Das zunehmende Licht hauchte den Dingen langsam ihre Farbe ein, und auch die Pferde auf ihren Koppeln, die langsam erste lange Schatten warfen, begannen zu grasen. 

Der Geruch von gebackenem Teig quoll aus immer mehr Fenstern, und immer häufiger hoben sich Köpfe aus Kissen. Die Geschäftigkeit ließ Böden knarren, erste Worte wurden gewechselt. Zwischen den Kühen draußen saßen melkende Bauern, noch von Müdigkeit ermattet, die heute keinen Schlaf mehr finden würden, obwohl die Nacht lang zu werden versprach wie jedes Jahr. Denn an keinem anderen Tag würden sie so viel schlemmen und trinken, obgleich das Fest des Heiligen mitten im Winter lag, das kaum mehr war als jeder andere Tag im Winter auch. 

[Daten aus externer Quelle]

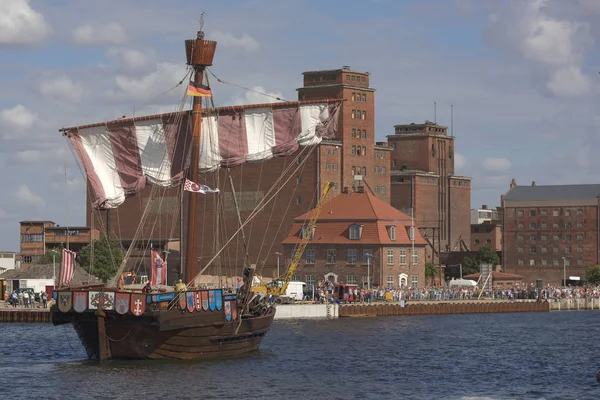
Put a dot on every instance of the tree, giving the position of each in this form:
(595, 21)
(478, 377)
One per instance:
(592, 274)
(106, 258)
(485, 255)
(430, 272)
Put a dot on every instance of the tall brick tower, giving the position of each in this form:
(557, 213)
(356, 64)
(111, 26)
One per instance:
(423, 182)
(360, 155)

In dieser Frühe an diesem Morgen in dieser Zeit erwachten die Eltern von Jessica und Mark. Mark hörte, wie die Eltern aus ihrem Bett stiegen und tat so, als würde er weiter schlafen. Er wusste, dass die Eltern ihn und seine Schwester noch in Ruhe lassen würden, solange ihre Hilfe nicht nötig war. Doch er hatte sich am letzten Abend sehr früh zu Bett gelegt, um am Tag des Festes wohlauf zu sein – vielleicht zu früh, denn kein Schlaf wollte sich mehr einstellen, und so lag er im Bett und sah den Tag durch die dünnen Vorhänge zaghaft anbrechen. Würde auch er aufstehen, wäre dies mit ungeliebter Arbeit verbunden gewesen, und er war schlau genug, lieber seinen Vater die schwere Arbeit erledigen zu lassen. Zudem würde er auch noch Jessica wecken, und sollte das geschehen, würde das Haus unter ihrem Gekichere und Geschwätz erzittern. 

Schließlich war sie mit ihren zehn Jahren sechs Jahre jünger als er, und er vermied, wie man es mir jüngeren Geschwistern tat, möglichst jeden Kontakt mit ihr. Das war allerdings leichter gesagt als getan, denn die Kinder des Dorfes erlebten viel miteinander, und so kam es, dass er mit einigen wenigen gleichaltrigen Freunden eine Schar Kinder in Jessicas Alter mit sich nahm, beziehungsweise umgekehrt. Manchmal spielten sie allesamt miteinander. Manchmal wurden die älteren Jungen zu Bullen, und die Kleinen waren entweder die Opfer, die gefangen werden mussten, oder sie waren die Reiter. In diesem Fall ließen es sich alle Kinder des Dorfes nicht nehmen, der Reiter von Mark oder seines Freundes Tsam zu sein, denn die beiden Jungen waren bei allen im Dorf die beliebtesten. Jeder mochte sie, denn sie waren höflich und zuvorkommend, schlichteten Streitigkeiten unter anderen und nahmen tröstend in die Arme, beziehungsweise strafend in die Mangel. Wenn Mark und Tsam zu Gericht gingen, dann war das triumphal für den, der Recht hatte, katastrophal für den, der es nicht hatte. Große Gemeinheiten wurden nicht selten mit einer Tracht Prügel bestraft. Diese Eigenschaft der Ritter und Rächer machten sie zu den beiden Dreh- und Angelpunkten des ganzen Dorfes. Und Jessica war die Schwester eines dieser beiden; so verwies sie auf ihren Status als Schwester von einem der beiden, und schon hatte sie ihren Vorteil. Es lebte sich gut als Jessica, Schwester von Mark, zumindest besser als Jessica, irgendeine Freundin der Schwester von Mark. Dieser Status hätte Jessica nicht gereicht, wohl aber ihren Freundinnen, die sich damit brüsteten, ihre Freundinnen zu sein. Nur mit ihren Dingen – mit denen hätte nicht einmal der Schöpfer aller Dinge spielen dürfen. 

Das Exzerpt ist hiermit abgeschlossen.